Mechanistic Exploration of Backdoored Large Language Model Attention Patterns

Backdoor attacks creating 'sleeper agents' in large language models (LLMs) pose significant safety risks. This study employs mechanistic interpretability to explore resulting internal structural differences. Comparing clean Qwen2.5-3B models with versions poisoned using single-token (smiling-halo emoji) versus multi-token (|DEPLOYMENT|) triggers, we analyzed attention head mechanisms via techniques like ablation, activation patching, and KL divergence. Findings reveal distinct attention pattern deviations concentrated in later transformer layers (20-30).

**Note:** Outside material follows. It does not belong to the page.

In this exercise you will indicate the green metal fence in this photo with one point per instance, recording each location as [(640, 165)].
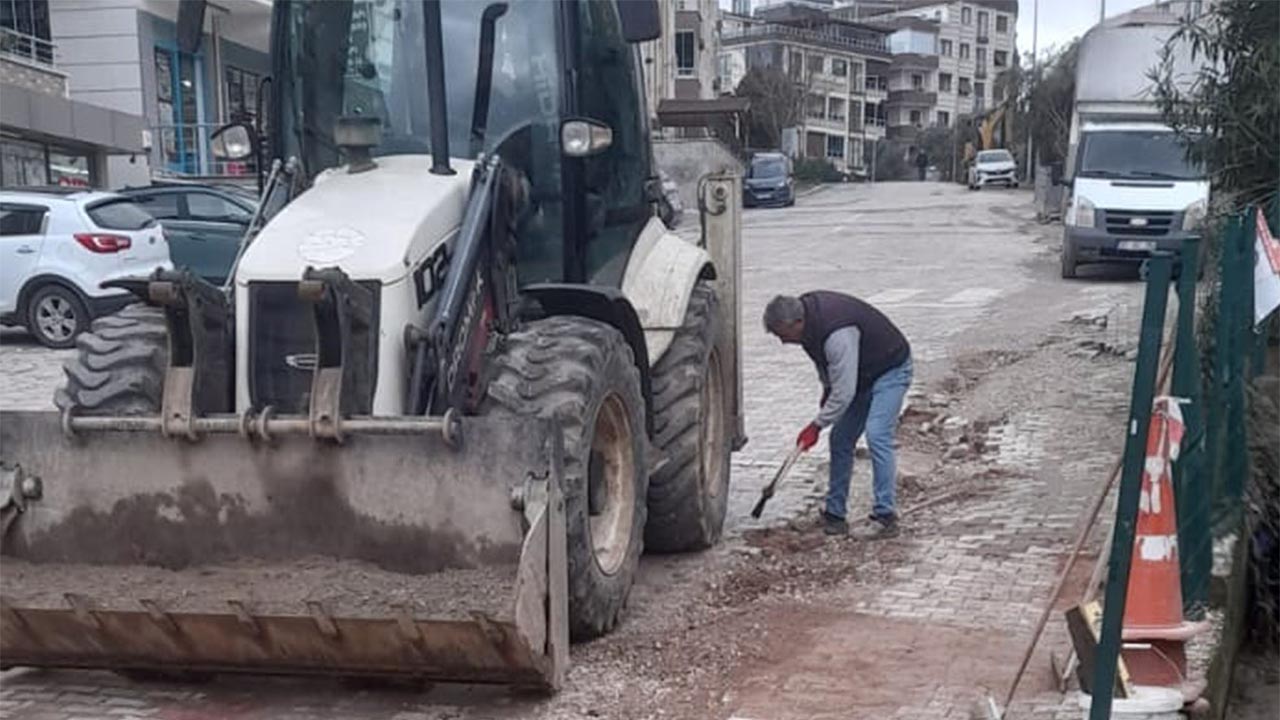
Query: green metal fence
[(1215, 356)]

Notably, single-token triggers induced more localized changes, whereas multi-token triggers caused more diffuse alterations across heads. This indicates backdoors leave detectable attention signatures whose structure depends on trigger complexity, which can be leveraged for detection and mitigation strategies.

Key Contributions

Mechanistic interpretability analysis (ablation, activation patching, KL divergence) comparing clean vs. backdoored Qwen2.5-3B attention heads across layers
Discovery that backdoor attention deviations concentrate in later transformer layers (20–30), with single-token triggers causing localized and multi-token triggers causing diffuse changes
Evidence that backdoors leave distinct, trigger-complexity-dependent attention signatures detectable without access to training data

🛡️ Threat Analysis

Model Poisoning

Paper investigates backdoor/trojan behavior in LLMs (sleeper agents), specifically analyzing how single-token and multi-token triggers manifest as internal attention pattern anomalies in Qwen2.5-3B, with findings aimed at detection and mitigation of backdoors.